Along those same lines, don’t mess around if you’re told to evacuate. While these orders often start as voluntary ones, they can quickly turn into mandatory directives.

And even so, you should be assessing the situation yourself instead of relying on someone else to tell you what to do.

We looked out the window every few minutes, spoke to neighbors, drove around, etc. to see what was going on with the fire, and really made the decision to leave before it became obligatory.

Another annoying thing you need to be aware of is looting.
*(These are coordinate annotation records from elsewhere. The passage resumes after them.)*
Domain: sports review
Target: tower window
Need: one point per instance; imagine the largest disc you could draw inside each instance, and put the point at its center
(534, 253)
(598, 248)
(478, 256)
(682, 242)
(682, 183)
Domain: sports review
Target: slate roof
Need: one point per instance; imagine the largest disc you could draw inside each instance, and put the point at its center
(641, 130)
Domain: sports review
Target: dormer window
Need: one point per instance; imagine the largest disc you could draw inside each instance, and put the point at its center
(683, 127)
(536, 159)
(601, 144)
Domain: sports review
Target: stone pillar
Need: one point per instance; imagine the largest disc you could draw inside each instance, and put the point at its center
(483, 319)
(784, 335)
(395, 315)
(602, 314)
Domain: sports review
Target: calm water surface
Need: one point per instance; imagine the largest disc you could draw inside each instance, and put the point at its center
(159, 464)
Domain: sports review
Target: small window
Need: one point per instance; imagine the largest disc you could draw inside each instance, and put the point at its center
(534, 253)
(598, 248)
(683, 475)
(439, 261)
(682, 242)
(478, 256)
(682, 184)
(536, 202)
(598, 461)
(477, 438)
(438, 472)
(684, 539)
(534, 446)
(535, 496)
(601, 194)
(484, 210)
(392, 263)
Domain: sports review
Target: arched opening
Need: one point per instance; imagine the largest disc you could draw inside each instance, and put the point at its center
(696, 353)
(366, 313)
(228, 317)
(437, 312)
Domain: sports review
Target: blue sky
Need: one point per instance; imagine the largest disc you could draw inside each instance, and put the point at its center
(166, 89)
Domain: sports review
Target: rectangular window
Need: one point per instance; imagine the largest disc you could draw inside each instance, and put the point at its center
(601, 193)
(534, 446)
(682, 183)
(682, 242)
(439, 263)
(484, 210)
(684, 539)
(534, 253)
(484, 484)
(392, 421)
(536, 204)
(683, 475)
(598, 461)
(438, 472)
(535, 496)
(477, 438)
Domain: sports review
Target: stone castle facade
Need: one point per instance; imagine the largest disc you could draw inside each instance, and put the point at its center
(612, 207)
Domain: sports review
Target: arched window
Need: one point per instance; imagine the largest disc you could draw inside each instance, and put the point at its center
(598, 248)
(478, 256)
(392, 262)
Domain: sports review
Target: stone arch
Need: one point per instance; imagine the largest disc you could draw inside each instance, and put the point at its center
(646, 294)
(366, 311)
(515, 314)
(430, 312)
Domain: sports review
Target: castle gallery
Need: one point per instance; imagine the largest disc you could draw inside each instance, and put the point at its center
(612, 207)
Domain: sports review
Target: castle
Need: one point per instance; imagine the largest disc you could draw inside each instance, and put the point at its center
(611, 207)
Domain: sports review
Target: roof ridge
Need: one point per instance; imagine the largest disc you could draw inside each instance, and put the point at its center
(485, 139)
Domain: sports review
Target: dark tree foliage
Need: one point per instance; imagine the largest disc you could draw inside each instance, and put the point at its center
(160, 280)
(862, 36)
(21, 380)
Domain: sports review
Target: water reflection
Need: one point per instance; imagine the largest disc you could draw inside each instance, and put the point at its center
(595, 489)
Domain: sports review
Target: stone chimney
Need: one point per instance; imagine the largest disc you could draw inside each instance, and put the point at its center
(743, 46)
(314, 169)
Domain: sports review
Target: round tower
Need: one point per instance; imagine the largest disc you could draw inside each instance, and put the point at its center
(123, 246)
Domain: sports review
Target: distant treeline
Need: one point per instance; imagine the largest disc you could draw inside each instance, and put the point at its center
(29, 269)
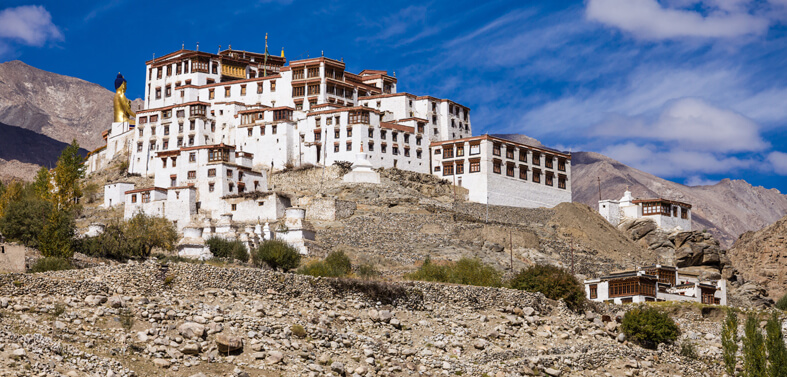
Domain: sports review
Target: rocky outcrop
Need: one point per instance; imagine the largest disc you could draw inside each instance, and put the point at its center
(760, 256)
(293, 325)
(61, 107)
(726, 209)
(678, 248)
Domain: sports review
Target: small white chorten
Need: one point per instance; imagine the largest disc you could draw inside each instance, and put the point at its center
(363, 171)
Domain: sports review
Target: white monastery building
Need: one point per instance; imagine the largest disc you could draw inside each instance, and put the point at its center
(502, 172)
(214, 126)
(668, 214)
(655, 283)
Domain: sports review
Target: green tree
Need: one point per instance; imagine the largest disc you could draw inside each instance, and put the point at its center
(774, 343)
(56, 238)
(145, 232)
(554, 282)
(729, 341)
(649, 327)
(336, 264)
(429, 271)
(42, 185)
(782, 303)
(276, 254)
(12, 192)
(69, 170)
(24, 218)
(221, 248)
(753, 348)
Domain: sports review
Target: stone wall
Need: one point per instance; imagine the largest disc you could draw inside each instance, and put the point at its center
(148, 278)
(12, 257)
(326, 209)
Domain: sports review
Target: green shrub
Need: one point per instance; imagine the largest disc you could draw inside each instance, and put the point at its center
(126, 319)
(429, 272)
(474, 272)
(774, 343)
(687, 349)
(782, 303)
(277, 255)
(135, 238)
(51, 264)
(729, 341)
(339, 263)
(298, 331)
(368, 271)
(221, 248)
(554, 282)
(336, 264)
(649, 327)
(753, 348)
(58, 310)
(469, 271)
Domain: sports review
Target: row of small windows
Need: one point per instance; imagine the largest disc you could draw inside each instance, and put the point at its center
(194, 110)
(228, 90)
(497, 168)
(204, 65)
(665, 209)
(395, 150)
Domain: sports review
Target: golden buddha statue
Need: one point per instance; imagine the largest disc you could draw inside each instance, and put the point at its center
(122, 104)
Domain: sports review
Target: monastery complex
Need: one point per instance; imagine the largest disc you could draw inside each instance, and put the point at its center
(214, 126)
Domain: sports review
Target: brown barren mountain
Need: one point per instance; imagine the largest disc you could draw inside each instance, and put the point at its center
(727, 209)
(58, 107)
(759, 256)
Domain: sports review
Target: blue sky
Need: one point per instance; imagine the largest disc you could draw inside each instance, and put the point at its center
(690, 90)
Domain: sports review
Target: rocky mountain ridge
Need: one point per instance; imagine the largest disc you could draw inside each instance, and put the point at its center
(726, 209)
(57, 107)
(760, 257)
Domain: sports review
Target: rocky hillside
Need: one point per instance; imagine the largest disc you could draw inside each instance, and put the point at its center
(726, 209)
(199, 320)
(398, 223)
(760, 257)
(30, 147)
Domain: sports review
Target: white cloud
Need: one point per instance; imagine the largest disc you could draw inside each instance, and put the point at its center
(667, 162)
(778, 160)
(29, 24)
(647, 19)
(693, 124)
(696, 180)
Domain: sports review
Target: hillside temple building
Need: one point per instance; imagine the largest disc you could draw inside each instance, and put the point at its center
(214, 127)
(668, 214)
(655, 283)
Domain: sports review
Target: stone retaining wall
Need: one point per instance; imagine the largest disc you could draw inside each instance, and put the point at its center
(148, 278)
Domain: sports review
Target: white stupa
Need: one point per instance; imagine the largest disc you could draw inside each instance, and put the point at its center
(362, 170)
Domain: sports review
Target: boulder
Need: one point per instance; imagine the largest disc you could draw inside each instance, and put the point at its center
(274, 357)
(115, 302)
(711, 256)
(678, 239)
(95, 300)
(686, 256)
(190, 348)
(228, 343)
(191, 330)
(491, 246)
(161, 363)
(638, 228)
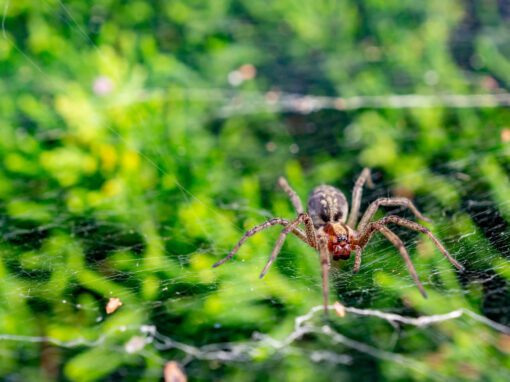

This was apparently an issue during the Woolsey Fire, which while awful, is just life.

Again, having the photos and video evidence can be helpful, as can removing any of the important, low-hanging fruit you don’t want stolen.

That inventory list should come in handy again here, leaving little for criminals to take if you do happen to get hit.

What to Do When You Return

  • Assess any and all damage
  • Shoot video, take photographs
  • Determine if filing a claim makes sense
  • But understand the implications in doing so

Lastly, you’ve got to have a plan when you return to your property.

As you did before you left, you can shoot video and take photographs of everything to document any potential or real damage.

This should make the claims process easier if you’ve got readily available evidence to provide to the insurance company.

At the same time, you won’t want to file claims willy-nilly.

While it might seem like the obvious move to call your insurer and complain about smoke damage or some other potentially dubious damage, you have to consider the long-term implications.

The claim may result in a much higher insurance premium at renewal and beyond, not to mention the deductible you’ll have to pay now.

It could wind up being a lot costlier to file a claim, so it may make sense to put in some time to determine if it’s worth it.